There are a few exceptions. The ban will not apply to sales of a bona fide business or its assets. The Final Rule has limited application to “senior executives”. For those employees, it is considered an unfair trade practice to enter into or attempt to enter into a non-compete clause, or to enforce or attempt to enforce a non-compete entered into after the effective date, leaving employers free to enforce non-compete clauses entered into with senior executives prior to the effective date. The Federal Trade Commission Act, which provides the authority for the Final Rule, also does not apply to the following industries: banking, savings and loan institutions, federal credit unions, common carriers, air carriers and foreign air carries and certain persons subject to the Packers and Stockyards Act. It also does not apply to franchisors and franchisees (although it does apply to their employees).
Employees subject to non-competes can prepare by ensuring that no cause of action accrues prior to the effective date. Employees can use the uncertainty surrounding the Final Rule in negotiating employment agreements with new employers. Employees should ensure that they are complying with any trade secret, confidential information or non-solicitation provisions. They should also take steps to determine whether they are considered “senior executives” (such that their non-competes will stay in place) or if any other exception applies.

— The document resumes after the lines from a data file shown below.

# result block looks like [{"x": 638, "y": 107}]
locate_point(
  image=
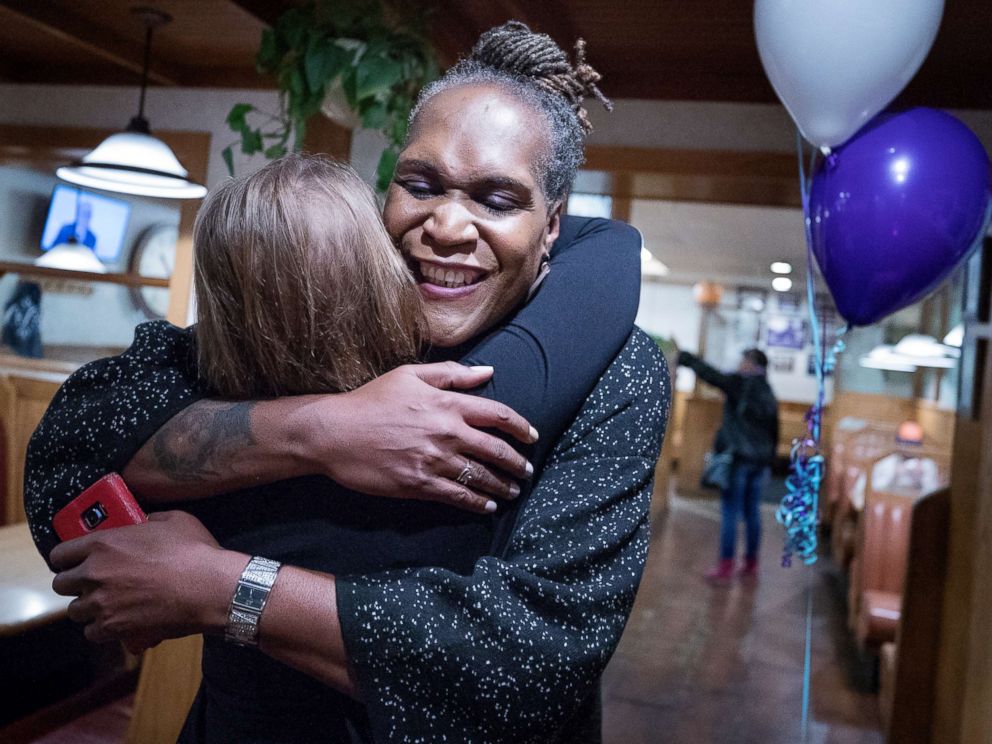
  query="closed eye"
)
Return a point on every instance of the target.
[{"x": 418, "y": 188}]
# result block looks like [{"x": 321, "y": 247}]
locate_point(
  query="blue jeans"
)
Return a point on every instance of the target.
[{"x": 743, "y": 497}]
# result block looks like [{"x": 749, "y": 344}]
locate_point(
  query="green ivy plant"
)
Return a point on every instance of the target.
[{"x": 379, "y": 62}]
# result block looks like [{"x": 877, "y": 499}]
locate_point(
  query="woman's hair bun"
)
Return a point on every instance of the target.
[{"x": 516, "y": 50}]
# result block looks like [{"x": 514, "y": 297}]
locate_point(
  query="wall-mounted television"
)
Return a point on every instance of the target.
[{"x": 98, "y": 222}]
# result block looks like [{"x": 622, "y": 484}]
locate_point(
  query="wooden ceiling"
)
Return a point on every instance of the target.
[{"x": 654, "y": 49}]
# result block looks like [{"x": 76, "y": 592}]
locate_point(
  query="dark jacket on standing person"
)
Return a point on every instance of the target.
[{"x": 750, "y": 412}]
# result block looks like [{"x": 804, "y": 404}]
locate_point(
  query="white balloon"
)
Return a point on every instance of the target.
[{"x": 837, "y": 63}]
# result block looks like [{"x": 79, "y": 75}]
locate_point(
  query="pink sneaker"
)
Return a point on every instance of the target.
[
  {"x": 721, "y": 573},
  {"x": 750, "y": 569}
]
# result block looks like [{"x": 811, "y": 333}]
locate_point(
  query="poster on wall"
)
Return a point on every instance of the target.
[
  {"x": 811, "y": 367},
  {"x": 785, "y": 333},
  {"x": 782, "y": 365}
]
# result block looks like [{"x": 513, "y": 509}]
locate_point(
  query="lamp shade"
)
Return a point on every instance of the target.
[
  {"x": 71, "y": 256},
  {"x": 133, "y": 162}
]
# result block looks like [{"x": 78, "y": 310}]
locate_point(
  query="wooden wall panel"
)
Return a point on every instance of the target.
[{"x": 24, "y": 396}]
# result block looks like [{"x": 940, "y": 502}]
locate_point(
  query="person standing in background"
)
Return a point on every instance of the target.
[{"x": 749, "y": 434}]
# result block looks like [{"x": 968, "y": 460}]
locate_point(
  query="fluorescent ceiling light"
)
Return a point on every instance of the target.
[
  {"x": 888, "y": 365},
  {"x": 955, "y": 337},
  {"x": 911, "y": 353}
]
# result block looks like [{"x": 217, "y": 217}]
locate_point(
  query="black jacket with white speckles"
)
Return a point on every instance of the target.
[{"x": 504, "y": 641}]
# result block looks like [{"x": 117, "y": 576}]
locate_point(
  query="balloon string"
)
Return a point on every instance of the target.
[{"x": 800, "y": 506}]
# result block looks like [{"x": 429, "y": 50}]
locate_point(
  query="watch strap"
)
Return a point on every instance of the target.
[{"x": 250, "y": 597}]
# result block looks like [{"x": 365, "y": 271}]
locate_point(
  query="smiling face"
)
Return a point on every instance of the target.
[{"x": 467, "y": 210}]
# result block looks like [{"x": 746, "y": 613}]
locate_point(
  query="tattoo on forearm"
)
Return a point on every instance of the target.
[{"x": 203, "y": 441}]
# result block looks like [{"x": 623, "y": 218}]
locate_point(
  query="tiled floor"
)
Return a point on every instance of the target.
[
  {"x": 698, "y": 664},
  {"x": 706, "y": 665}
]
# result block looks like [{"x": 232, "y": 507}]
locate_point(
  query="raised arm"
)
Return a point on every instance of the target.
[{"x": 729, "y": 384}]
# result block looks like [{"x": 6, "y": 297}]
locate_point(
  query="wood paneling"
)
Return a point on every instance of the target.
[
  {"x": 700, "y": 422},
  {"x": 24, "y": 396},
  {"x": 718, "y": 176},
  {"x": 653, "y": 49}
]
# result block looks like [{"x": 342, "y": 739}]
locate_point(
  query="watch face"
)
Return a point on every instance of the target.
[
  {"x": 155, "y": 256},
  {"x": 250, "y": 596}
]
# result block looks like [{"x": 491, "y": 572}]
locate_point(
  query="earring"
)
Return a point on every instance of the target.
[{"x": 542, "y": 272}]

Employers must take steps to identify which employees are subject to the Final Rule. They must prepare to issue rescission notices to employees who are not “senior executives” and do not fall under any other exceptions. Negotiation of new employment agreements is complicated by the looming impact of the Final Rule. For this reason, employers should ensure that they have enforceable agreements with employees to protect trade secrets, confidential information, and key customer and employee relationships. This will be the only means available to employers to protect those interests should the Final Rule take effect. Employers should ensure that existing agreements have the appropriate severability clauses such that if the non-compete section is rescinded, the rest of the agreement stays in place. They should also ensure that the provision is drafted in such a way that it is severable from the rest of the employment agreement.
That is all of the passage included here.